Prime Central London has always been the investment destination of choice for Asian investors. Amid the uncertainty brought about by Brexit, this continues to be the case in the commercial space, with unprecedented volumes of Asian capital invested into City of London Offices for the first half of 2018.

However, in the residential market, a new trend has emerged. Residential developers have cast their eyes beyond the glamour of Knightsbridge and Kensington, looking instead into mass market residential in Greater London.

Over the past year, Eminent Asian developers traditionally focused on Prime Central London have become involved in major projects in the suburban parts of the city. Malaysian developer EcoWorld, who had previously collaborated with Ballymore on projects such as Embassy Gardens in Nine Elms, recently entered a joint venture with developer Willmott Dixon. This partnership gives EcoWorld access to over 7,000 homes, mostly in Greater London areas such as Hounslow, Tower Hamlets and Brentford.  In March, Chinese group R&F purchased a 5.5 acre site in Croydon, which has planning permission for over 1,000 apartments.

There are various reasons why these developers are now looking to diversify their portfolio.

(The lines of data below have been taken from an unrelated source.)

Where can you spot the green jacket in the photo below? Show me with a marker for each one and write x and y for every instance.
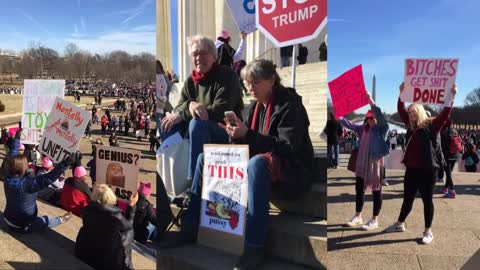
(219, 92)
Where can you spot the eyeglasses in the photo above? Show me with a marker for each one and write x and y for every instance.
(199, 53)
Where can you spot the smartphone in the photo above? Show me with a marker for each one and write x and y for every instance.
(230, 115)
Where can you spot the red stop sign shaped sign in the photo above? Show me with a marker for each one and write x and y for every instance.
(288, 22)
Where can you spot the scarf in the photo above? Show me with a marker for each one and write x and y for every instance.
(256, 114)
(198, 77)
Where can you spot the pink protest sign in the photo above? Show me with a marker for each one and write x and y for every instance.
(348, 92)
(429, 81)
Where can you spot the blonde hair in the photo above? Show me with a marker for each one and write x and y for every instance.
(103, 194)
(202, 41)
(422, 118)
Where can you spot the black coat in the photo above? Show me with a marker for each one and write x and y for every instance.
(106, 237)
(143, 215)
(287, 138)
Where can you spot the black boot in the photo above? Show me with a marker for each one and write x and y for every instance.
(251, 258)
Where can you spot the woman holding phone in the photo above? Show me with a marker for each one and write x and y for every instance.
(276, 129)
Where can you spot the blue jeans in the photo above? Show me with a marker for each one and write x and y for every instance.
(336, 150)
(152, 232)
(40, 223)
(259, 184)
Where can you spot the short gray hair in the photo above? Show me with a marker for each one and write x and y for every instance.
(202, 41)
(260, 69)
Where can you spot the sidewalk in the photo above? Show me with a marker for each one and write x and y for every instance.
(456, 226)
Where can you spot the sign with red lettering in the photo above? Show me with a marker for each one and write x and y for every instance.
(118, 168)
(63, 132)
(224, 197)
(290, 22)
(348, 92)
(429, 81)
(38, 98)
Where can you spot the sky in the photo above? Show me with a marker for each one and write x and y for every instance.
(98, 26)
(380, 34)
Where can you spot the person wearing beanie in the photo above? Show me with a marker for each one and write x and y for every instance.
(75, 193)
(145, 220)
(226, 54)
(52, 192)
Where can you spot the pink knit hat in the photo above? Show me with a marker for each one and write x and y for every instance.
(79, 172)
(47, 163)
(224, 34)
(145, 189)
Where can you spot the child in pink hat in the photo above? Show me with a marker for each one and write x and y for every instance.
(145, 216)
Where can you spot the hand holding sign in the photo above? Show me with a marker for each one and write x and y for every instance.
(348, 92)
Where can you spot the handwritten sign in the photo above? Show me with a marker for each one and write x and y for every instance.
(118, 168)
(429, 81)
(348, 92)
(244, 14)
(38, 99)
(63, 132)
(224, 197)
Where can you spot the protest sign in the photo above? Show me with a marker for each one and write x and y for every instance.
(224, 197)
(118, 168)
(243, 12)
(38, 99)
(348, 92)
(63, 132)
(429, 81)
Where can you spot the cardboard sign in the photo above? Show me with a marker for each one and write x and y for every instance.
(118, 168)
(224, 197)
(429, 81)
(63, 132)
(38, 99)
(243, 12)
(348, 92)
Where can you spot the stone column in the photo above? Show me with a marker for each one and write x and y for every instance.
(164, 36)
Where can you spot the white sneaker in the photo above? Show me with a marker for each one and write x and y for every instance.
(370, 225)
(427, 238)
(354, 221)
(396, 227)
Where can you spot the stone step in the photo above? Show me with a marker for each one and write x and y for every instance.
(197, 257)
(291, 238)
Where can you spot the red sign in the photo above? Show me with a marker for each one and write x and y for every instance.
(348, 92)
(288, 22)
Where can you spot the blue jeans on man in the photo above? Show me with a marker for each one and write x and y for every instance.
(336, 151)
(259, 185)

Prime Central Sales Floundering

Home prices in Prime Central London have fallen to a 5-year low, according to property data network consultant Lonres. Being largely an investors’ market, the area has been hardest hit by the additional 3% stamp duty imposed on buyers with more than one property as well as uncertainties brought about by Brexit.  Given the higher entry price, investors looking to take advantage of the Sterling weakness have turned to regional cities such as Manchester and Birmingham, as well as options within Greater London.

Consequently, there remains unsold stock within Central London. According to Molior London, over 2,000 new-build homes, or 39% of the total number of homes sold in the second quarter of 2018 were purchased in bulk. With a typical discount of over 10% to asking prices, this would undoubtedly impact the profits reaped by developers. In view of the existing oversupply, it is no longer a viable option to concentrate solely on Prime Central London developments.


Amid Uncertainty, Domestic Market Stable


As shown in the chart above, while Prime Central London prices have fallen from end-2016, Non-Prime prices have risen steadily over the last five years.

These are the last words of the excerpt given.